By Sarah Mills
Back in 1999, the all female team behind musical “Mamma Mia!”, based on songs by Swedish pop group ABBA, had no idea how successful their ‘kitchen sink’ show would be. “When you’re a producer, you just hope everything will work. So to be here 25 years (on) is a big milestone,” producer Judy Craymer said, a few days before the musical celebrates it’s landmark run in London’s West End. The drama of a mother and daughter with three possible dads has been seen in over 450 cities around the world, and led to two hit movies. “The ABBA songs are the icing on the cake, but what we’ve done is we put the ABBA songs into context,” Craymer said of the show, written by Catherine Johnson and directed by Phyllida Lloyd. “We represent real people. It’s not a fairy tale. It’s very kitchen sink,” said actor Mazz Murray, who plays mum Donna in the production at London’s Novello Theatre. She hears audiences both weeping and laughing during the show, she added. “I think ‘Mamma Mia!’ did change a dynamic. I think it’s earned it’s place in the cultural history of musical theatre,” Craymer said, noting it offered something different and lighter to some of the other successful musicals of the time like Cameron Mackintosh’s “Les Miserables” and Andrew Lloyd Webber’s “Phantom of the Opera”.

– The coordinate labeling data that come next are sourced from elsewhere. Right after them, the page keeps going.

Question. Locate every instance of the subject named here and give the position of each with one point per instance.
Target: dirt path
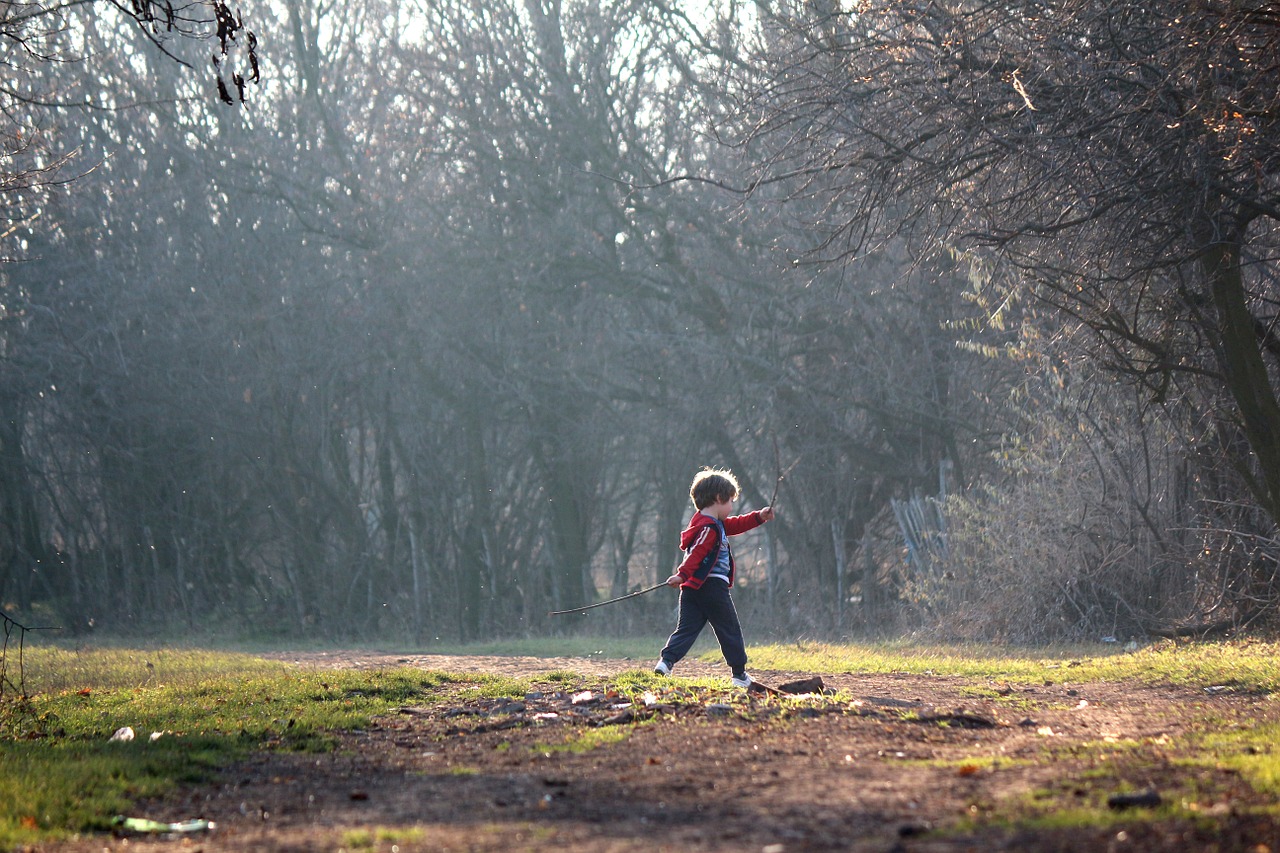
(726, 771)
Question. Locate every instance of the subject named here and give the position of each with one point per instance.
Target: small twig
(577, 610)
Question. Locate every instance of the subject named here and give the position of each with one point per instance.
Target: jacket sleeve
(703, 544)
(736, 524)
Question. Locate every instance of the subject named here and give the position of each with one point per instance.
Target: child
(707, 573)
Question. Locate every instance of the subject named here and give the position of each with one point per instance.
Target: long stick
(577, 610)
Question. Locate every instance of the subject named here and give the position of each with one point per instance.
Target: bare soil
(909, 762)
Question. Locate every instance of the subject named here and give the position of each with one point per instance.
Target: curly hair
(712, 486)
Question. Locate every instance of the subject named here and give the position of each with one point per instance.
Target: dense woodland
(412, 319)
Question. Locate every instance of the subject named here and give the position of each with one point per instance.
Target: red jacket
(700, 543)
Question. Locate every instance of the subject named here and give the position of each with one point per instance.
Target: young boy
(707, 573)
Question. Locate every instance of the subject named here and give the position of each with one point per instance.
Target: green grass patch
(60, 774)
(1242, 665)
(584, 740)
(366, 839)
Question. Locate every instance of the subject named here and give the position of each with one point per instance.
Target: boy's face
(721, 509)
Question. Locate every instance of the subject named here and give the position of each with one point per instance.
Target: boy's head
(712, 487)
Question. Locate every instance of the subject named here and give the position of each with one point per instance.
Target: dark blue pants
(711, 603)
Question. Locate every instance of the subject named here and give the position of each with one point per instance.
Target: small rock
(1148, 798)
(804, 685)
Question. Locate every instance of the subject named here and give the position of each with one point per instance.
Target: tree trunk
(1246, 373)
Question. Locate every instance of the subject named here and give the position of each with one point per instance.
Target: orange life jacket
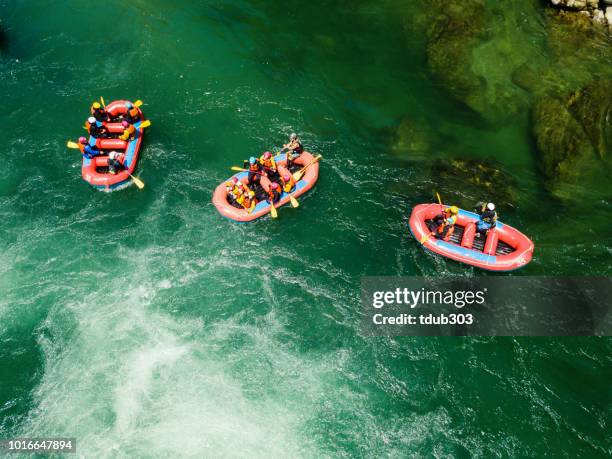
(288, 186)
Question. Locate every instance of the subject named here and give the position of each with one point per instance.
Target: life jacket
(128, 132)
(268, 163)
(288, 186)
(489, 217)
(273, 195)
(99, 114)
(90, 151)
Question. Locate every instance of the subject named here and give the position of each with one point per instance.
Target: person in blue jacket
(89, 151)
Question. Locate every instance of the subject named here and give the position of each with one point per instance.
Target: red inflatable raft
(503, 249)
(95, 170)
(263, 207)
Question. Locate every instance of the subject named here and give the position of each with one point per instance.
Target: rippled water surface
(144, 323)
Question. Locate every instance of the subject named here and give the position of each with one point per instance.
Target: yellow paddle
(427, 236)
(139, 183)
(273, 210)
(297, 176)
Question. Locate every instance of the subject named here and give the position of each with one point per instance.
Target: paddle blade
(139, 183)
(297, 176)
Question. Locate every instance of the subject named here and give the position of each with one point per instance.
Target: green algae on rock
(478, 180)
(572, 133)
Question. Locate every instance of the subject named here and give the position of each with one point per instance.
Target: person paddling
(88, 151)
(116, 162)
(98, 112)
(442, 225)
(287, 183)
(248, 201)
(269, 165)
(129, 131)
(273, 192)
(488, 218)
(293, 148)
(133, 114)
(255, 171)
(96, 128)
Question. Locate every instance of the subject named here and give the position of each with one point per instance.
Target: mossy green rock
(476, 180)
(573, 131)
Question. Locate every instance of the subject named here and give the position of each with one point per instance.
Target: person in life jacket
(116, 162)
(98, 112)
(288, 184)
(443, 225)
(96, 128)
(273, 192)
(128, 131)
(294, 145)
(269, 165)
(255, 170)
(247, 201)
(88, 151)
(232, 192)
(133, 114)
(488, 218)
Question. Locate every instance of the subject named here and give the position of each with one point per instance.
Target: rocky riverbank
(600, 11)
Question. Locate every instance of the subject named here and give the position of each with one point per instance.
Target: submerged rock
(475, 180)
(411, 138)
(572, 132)
(473, 49)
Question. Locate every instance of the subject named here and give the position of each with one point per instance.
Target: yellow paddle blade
(139, 183)
(297, 176)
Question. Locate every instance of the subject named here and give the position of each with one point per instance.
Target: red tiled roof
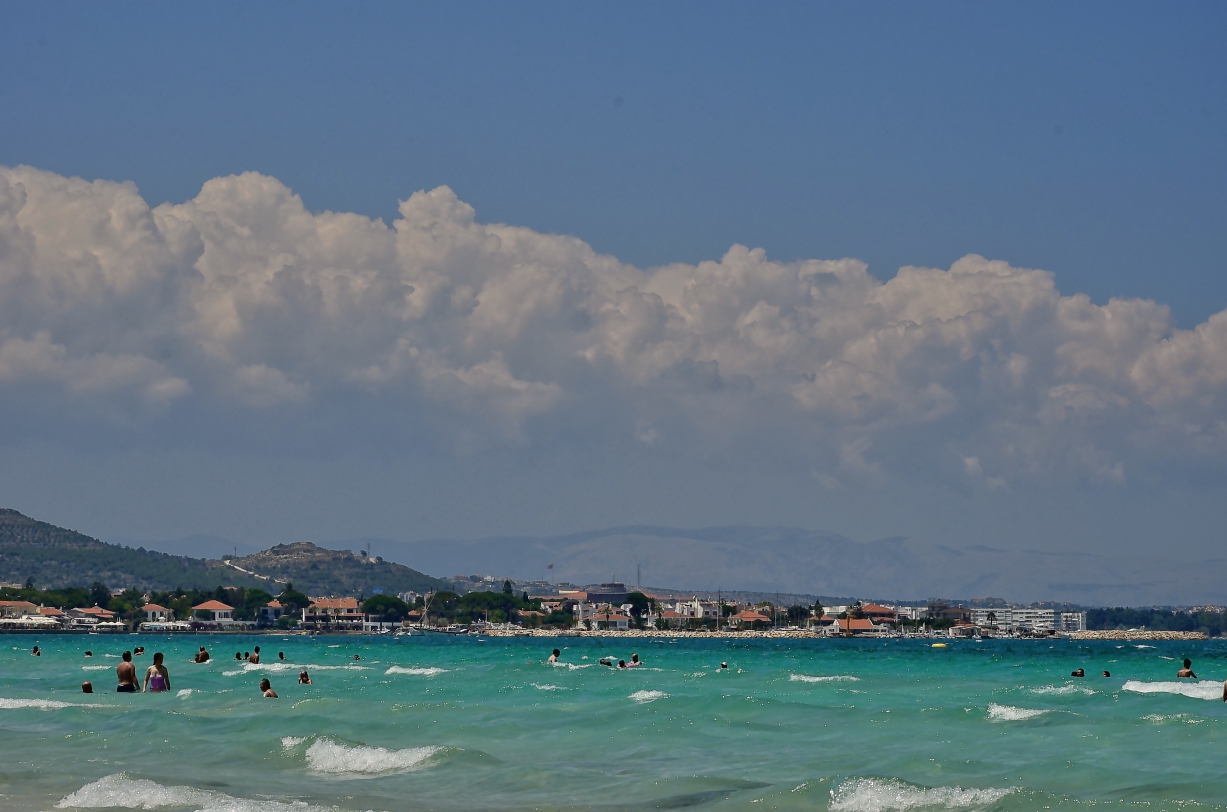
(214, 606)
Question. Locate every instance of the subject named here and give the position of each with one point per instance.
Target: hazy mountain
(807, 562)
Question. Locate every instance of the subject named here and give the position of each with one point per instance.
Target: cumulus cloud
(244, 296)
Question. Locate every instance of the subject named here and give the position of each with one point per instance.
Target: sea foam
(125, 792)
(416, 671)
(879, 795)
(1203, 689)
(1009, 713)
(358, 761)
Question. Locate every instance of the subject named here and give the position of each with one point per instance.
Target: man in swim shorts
(126, 674)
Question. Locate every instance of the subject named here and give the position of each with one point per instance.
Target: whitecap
(1203, 689)
(329, 757)
(120, 791)
(1061, 689)
(879, 795)
(1009, 713)
(41, 704)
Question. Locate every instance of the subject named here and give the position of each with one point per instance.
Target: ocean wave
(279, 666)
(879, 795)
(41, 704)
(358, 761)
(1061, 689)
(1203, 689)
(1009, 713)
(124, 792)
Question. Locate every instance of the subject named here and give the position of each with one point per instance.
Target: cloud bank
(243, 302)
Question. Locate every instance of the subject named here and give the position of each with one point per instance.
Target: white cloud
(243, 294)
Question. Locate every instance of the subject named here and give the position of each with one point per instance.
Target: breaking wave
(1203, 689)
(1009, 713)
(124, 792)
(879, 795)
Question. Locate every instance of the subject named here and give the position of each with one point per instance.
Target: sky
(288, 271)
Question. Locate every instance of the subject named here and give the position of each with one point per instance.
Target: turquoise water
(469, 724)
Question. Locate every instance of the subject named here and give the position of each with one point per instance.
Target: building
(155, 613)
(334, 613)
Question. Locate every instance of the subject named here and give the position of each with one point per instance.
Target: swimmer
(157, 678)
(126, 674)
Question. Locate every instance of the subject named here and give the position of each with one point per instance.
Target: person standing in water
(157, 678)
(126, 674)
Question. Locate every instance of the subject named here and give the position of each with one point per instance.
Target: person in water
(157, 678)
(126, 674)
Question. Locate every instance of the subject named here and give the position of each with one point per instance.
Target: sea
(470, 723)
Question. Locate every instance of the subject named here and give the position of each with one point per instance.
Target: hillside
(54, 557)
(317, 570)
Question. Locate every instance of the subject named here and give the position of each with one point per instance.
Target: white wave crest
(1203, 689)
(325, 756)
(124, 792)
(1009, 713)
(1061, 689)
(877, 795)
(417, 671)
(41, 704)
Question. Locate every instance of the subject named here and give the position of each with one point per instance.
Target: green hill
(54, 557)
(317, 570)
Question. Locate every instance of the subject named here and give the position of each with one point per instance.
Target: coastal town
(610, 607)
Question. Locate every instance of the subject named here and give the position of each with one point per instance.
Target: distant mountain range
(54, 557)
(793, 561)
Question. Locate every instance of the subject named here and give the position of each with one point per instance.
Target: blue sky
(236, 363)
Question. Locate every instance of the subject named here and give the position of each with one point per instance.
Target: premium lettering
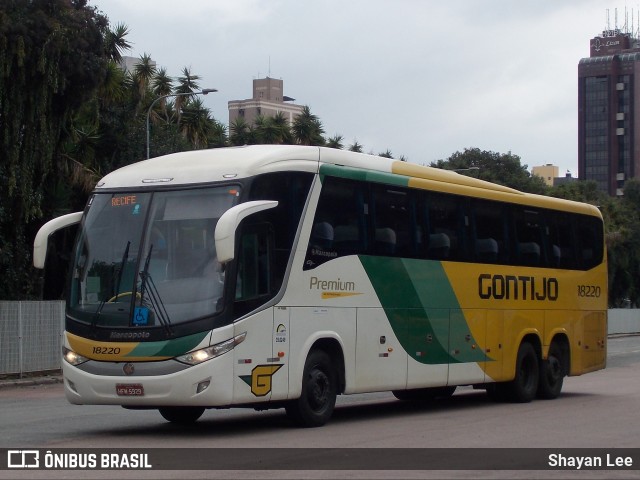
(520, 287)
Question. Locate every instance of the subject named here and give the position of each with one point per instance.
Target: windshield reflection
(149, 259)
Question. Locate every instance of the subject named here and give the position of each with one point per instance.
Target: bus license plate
(129, 389)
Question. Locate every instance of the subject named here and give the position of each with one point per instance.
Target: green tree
(355, 147)
(336, 142)
(52, 59)
(504, 169)
(307, 128)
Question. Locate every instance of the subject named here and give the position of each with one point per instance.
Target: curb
(30, 382)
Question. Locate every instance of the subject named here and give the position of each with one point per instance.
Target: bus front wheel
(319, 389)
(182, 415)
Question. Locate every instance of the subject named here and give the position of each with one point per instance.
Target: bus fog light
(202, 386)
(204, 354)
(73, 358)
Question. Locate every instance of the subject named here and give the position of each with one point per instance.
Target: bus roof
(223, 164)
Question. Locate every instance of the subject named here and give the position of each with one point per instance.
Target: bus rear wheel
(319, 389)
(182, 415)
(551, 374)
(523, 388)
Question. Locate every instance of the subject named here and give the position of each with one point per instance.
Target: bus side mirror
(42, 237)
(225, 234)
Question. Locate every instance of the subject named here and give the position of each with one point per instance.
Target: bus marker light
(202, 386)
(72, 357)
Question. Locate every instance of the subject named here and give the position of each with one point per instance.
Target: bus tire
(181, 415)
(319, 390)
(524, 387)
(551, 374)
(423, 394)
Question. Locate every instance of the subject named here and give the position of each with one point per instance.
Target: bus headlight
(72, 357)
(204, 354)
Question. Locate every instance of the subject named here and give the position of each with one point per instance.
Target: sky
(421, 78)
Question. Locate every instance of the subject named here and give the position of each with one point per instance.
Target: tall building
(548, 172)
(268, 99)
(609, 111)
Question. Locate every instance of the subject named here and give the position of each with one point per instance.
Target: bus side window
(445, 238)
(392, 224)
(339, 225)
(489, 233)
(589, 249)
(528, 237)
(561, 241)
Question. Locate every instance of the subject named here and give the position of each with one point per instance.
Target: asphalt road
(595, 411)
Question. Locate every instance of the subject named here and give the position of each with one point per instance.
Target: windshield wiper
(125, 257)
(149, 286)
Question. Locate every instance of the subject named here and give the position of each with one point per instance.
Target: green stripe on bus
(363, 175)
(419, 302)
(167, 348)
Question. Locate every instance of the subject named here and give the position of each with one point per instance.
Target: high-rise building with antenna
(268, 99)
(609, 108)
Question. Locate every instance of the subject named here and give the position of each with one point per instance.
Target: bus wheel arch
(322, 380)
(554, 368)
(524, 386)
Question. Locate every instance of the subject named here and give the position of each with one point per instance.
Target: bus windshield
(148, 259)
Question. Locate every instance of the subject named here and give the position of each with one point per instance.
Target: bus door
(255, 365)
(280, 361)
(467, 338)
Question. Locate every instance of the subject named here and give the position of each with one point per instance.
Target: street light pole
(203, 92)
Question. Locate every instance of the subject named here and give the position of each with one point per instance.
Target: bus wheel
(181, 415)
(551, 374)
(319, 390)
(423, 394)
(523, 388)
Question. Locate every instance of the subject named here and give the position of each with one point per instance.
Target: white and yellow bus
(283, 276)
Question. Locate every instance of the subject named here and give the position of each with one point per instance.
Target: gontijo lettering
(512, 287)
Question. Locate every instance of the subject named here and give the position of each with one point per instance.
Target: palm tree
(355, 147)
(336, 142)
(195, 122)
(161, 86)
(281, 124)
(217, 135)
(115, 42)
(307, 128)
(143, 73)
(187, 83)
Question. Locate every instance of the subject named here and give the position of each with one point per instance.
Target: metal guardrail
(31, 334)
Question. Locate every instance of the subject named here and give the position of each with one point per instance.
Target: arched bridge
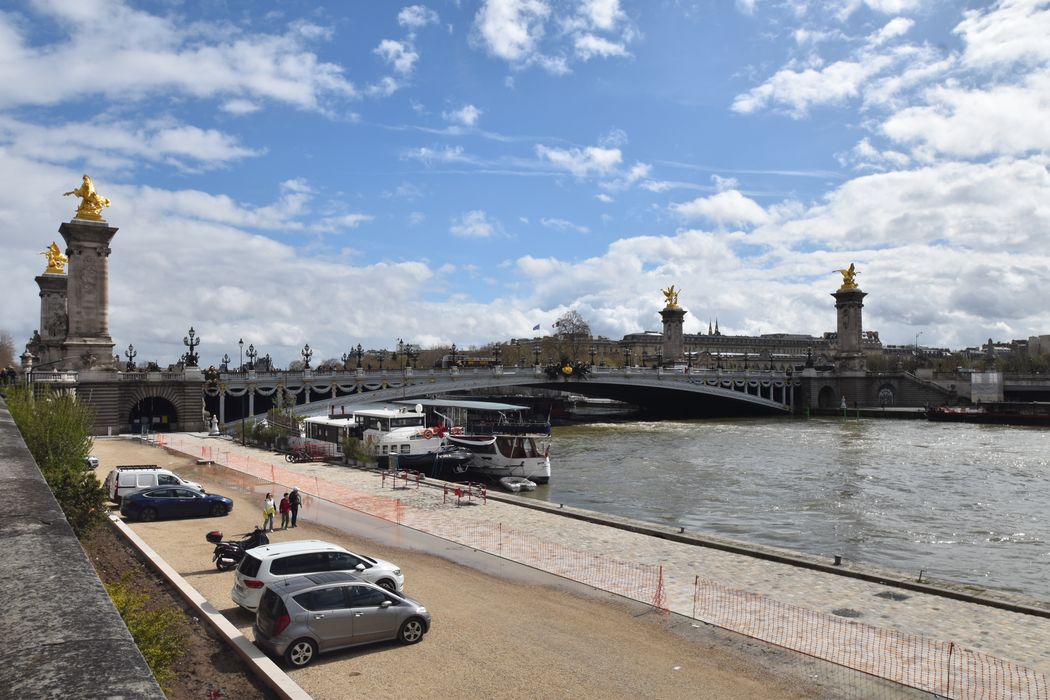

Reflecting on securing the use of the music, Craymer said that when she started suggesting to ABBA stars Benny Andersson and Björn Ulvaeus in the 1980s that a musical could be made from their songs “they’d probably moved on to other things”. “I think they thought that ABBA had kind of gone away… It wasn’t till later in the nineties when things began to blossom, we began to move forward.” “What I love is that over the 25 years we have succeeded in bringing the show to new generations, bringing theatre to new generations, but also ABBA to new generations.” Coincidentally, while Mamma Mia! celebrates 25 years on April 6, ABBA are also marking 50 years since the release of their 1974 song “Waterloo”, which brought them to global attention.